Abstract
Introduction:
Among super-microsurgical techniques, the anastomosis of vessels smaller than 0.5 mm is very difficult to perform due to the small diameter and thinness of the blood and lymphatic vessel walls. In this article, we report on the main points of super microsurgery, particularly on the anastomosis of veins and lymphatic vessels with diameters smaller than 0.5 mm.
Methods and Results:
Details of anastomosis of vessels smaller than 0.5 mm.
(1) The outer wall of the first blood vessel near the abrupt end hook with the tip of the needle in the needle holder. The entire abrupt end of the first blood vessel was supported by forceps in the surgeon’s left-hand.
(2) The surgeon decided the entry point and angle of the needle while moving the tip. After the needle was fixed, a force was applied so that the needle could pass through to the vascular wall.
(3) After the needle passed through, the tip was confirmed to be located in the lumen of the first blood vessel.
(4) The tip of the needle was inserted into the lumen of the second blood vessel, and the bite was adjusted while touching the second blood vessel through the endometrium.
(5) Once the tip was properly positioned, counter-traction was applied by holding the entire outer wall with a left-hand forceps.
(6) The needle was held near the tip and pulled out along its curvature.
The anastomosis time was 11.35 minutes on average (9 to 14 minutes).
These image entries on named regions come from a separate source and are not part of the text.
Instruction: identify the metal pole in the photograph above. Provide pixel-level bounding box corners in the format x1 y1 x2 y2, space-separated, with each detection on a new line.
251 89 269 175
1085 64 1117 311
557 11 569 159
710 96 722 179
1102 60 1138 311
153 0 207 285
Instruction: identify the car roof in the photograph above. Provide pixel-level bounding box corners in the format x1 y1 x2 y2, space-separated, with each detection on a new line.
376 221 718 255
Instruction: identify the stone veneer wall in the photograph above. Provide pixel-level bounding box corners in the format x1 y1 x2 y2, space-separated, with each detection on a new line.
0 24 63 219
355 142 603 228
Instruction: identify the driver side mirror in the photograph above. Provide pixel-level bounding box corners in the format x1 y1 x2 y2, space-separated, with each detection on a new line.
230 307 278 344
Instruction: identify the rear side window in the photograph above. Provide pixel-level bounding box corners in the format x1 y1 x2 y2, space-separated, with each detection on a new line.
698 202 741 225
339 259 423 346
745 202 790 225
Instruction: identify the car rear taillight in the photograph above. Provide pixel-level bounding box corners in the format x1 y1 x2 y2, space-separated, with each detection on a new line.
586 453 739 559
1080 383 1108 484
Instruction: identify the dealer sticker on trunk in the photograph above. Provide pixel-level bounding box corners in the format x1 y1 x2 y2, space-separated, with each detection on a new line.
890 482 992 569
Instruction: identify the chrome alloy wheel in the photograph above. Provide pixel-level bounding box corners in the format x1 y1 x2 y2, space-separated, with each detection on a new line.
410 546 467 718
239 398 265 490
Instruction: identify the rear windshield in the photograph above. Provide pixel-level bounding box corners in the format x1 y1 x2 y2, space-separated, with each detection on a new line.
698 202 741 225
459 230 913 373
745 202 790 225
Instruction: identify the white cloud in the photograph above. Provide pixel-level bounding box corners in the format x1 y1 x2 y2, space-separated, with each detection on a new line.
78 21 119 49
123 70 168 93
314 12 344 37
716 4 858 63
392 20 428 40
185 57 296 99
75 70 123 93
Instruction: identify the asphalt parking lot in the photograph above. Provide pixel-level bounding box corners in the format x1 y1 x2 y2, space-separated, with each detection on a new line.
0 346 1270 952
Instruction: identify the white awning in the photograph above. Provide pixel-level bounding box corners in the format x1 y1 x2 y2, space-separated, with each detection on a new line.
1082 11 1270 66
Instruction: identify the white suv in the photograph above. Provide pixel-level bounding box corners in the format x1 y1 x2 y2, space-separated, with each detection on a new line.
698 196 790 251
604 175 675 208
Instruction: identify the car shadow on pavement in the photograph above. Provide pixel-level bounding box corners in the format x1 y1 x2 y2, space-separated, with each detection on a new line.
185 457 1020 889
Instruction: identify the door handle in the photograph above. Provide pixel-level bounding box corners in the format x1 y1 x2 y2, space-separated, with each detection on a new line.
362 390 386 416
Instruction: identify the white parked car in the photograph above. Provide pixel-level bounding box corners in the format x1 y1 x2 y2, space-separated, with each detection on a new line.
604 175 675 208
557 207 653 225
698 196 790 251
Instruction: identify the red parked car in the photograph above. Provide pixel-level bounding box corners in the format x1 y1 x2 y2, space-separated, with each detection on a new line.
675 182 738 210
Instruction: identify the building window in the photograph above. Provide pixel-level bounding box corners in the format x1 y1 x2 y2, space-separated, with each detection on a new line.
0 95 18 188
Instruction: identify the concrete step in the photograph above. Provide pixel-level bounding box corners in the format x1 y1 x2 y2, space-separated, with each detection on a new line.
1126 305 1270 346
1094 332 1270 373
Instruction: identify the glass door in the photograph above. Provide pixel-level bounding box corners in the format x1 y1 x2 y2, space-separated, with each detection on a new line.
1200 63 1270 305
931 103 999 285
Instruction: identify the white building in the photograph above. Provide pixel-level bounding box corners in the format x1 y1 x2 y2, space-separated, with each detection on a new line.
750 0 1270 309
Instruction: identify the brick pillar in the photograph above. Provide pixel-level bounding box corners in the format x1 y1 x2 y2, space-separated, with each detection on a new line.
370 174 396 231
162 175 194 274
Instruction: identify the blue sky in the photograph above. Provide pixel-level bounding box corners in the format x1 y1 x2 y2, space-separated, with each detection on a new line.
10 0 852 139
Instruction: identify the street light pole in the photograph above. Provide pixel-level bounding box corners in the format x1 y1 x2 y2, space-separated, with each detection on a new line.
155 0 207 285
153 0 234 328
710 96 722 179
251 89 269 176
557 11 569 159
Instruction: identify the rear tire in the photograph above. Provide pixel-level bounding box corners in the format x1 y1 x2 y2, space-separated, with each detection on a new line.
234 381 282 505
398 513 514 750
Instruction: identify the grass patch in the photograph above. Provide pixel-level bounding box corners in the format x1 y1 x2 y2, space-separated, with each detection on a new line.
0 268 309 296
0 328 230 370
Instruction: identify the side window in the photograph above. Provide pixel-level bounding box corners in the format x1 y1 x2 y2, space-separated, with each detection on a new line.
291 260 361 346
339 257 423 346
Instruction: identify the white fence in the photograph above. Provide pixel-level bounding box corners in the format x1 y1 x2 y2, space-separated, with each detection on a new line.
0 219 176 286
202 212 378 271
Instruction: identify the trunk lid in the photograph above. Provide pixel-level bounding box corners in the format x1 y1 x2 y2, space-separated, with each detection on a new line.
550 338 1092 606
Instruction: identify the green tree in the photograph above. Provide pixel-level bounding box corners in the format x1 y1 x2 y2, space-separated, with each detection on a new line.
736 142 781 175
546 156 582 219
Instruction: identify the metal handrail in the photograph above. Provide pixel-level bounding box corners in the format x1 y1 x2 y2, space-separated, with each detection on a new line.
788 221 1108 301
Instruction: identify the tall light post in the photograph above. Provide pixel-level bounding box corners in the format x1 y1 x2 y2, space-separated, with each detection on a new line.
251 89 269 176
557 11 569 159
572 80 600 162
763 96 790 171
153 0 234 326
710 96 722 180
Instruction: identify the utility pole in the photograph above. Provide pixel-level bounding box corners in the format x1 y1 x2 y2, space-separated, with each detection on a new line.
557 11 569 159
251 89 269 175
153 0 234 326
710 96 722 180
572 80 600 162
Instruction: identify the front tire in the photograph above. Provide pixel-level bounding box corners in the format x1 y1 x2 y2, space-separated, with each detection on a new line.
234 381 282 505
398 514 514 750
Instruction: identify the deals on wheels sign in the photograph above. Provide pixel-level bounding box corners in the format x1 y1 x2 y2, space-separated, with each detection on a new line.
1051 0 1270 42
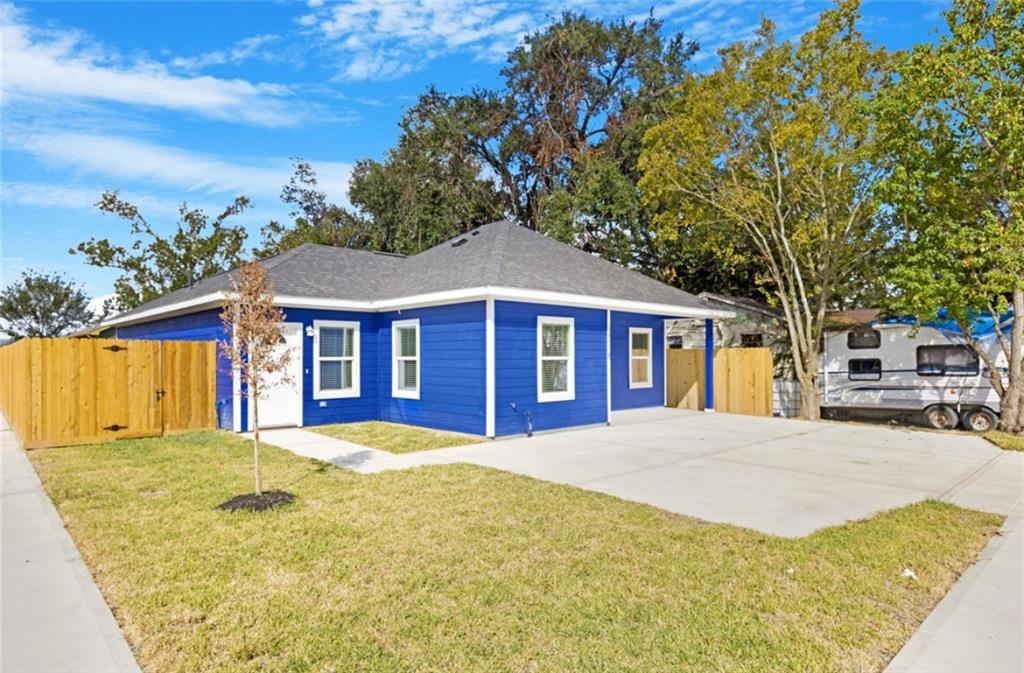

The patency rate for all 20 anastomosis procedures was also 100%.
Conclusion:
The important points of LVA for lymphatic vessels and veins smaller than 0.5 mm were reported. Once the surgeons are familiarized with this anastomosis procedure, they can typically perform one anastomosis in about 10 minutes.
Introduction
Microsurgery is a skilled technique used in specialized surgical procedures of plastic and reconstructive surgery. Unlike conventional surgical procedures, microsurgery is performed under a microscope; therefore, training is required before the actual surgery is performed. Several studies have reported microsurgical training using artificial blood vessels, food such as chicken, and laboratory animals such as rats.1–3 In the past, we have trained young surgeons, medical students, and overseas doctors with various clinical experiences and reported on the significance of microsurgery training. 4 In addition, there are numerous reports on the anastomotic technique of microsurgery in the literature,5–8 with the author contributing to several of these reports. 9 From these experiences, it is believed that many skills necessary for actual microsurgical procedures can be acquired preoperatively through an excellent training program.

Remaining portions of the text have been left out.